Many parents are worried about their children’s eyesight and development when it comes to the use of some of today’s technology, especially the omnipresent screens found in use every day of our lives. Kids could be risking acuity (the clarity of their vision) or other sight-related problems like nearsightedness (also known as myopia).
There are also other possible problems associated with excessive use of these devices, like:
- Dry eyes (due to a lack of blinking) and potential eye strain
- Skin Damage – and ultimately lead to our skin ageing quicker.
- Sore necks, shoulders, arms, wrists and strain on these muscles
- Cramping, soreness and stiffness in fingers and hands from texting, typing or gaming
- Dangers from accidents when neglecting their surroundings while engaged with a screen
The first thing we can do as parents is to set a good example for our children. In a recent study, behavioral experts found that children were almost three-and-a-half times more likely to watch excessive television if their parents did the same. The “do as I say and not as I do” type of mentality doesn’t necessarily apply in many cases and this is certainly one of those instances.

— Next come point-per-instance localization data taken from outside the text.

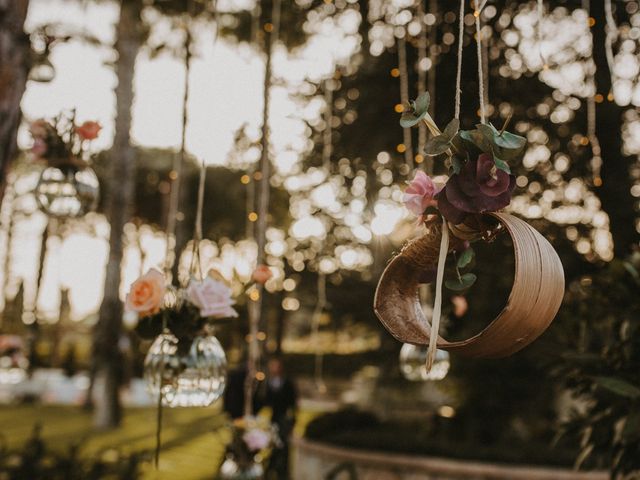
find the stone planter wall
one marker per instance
(314, 461)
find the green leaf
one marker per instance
(421, 104)
(456, 164)
(466, 257)
(441, 143)
(409, 119)
(618, 386)
(476, 138)
(502, 165)
(451, 129)
(631, 428)
(436, 146)
(504, 140)
(510, 141)
(462, 283)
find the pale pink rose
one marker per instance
(261, 274)
(39, 147)
(39, 128)
(88, 130)
(419, 194)
(147, 293)
(212, 297)
(256, 439)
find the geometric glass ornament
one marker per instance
(191, 375)
(67, 191)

To help prevent eyestrain, the twenty-twenty-twenty rule should be applied to both parents and their children. This principle asks screen users to focus on something around twenty feet in the distance, every twenty minutes for about twenty seconds.
This process allows our eyes to relax and refocus giving them a much needed break from screen time which is sometimes unavoidable, like doing homework for example. Encourage your youngsters to embrace this practice (even if they need to use a timer) and closely monitor younger children’s screen time to help prevent eye strain.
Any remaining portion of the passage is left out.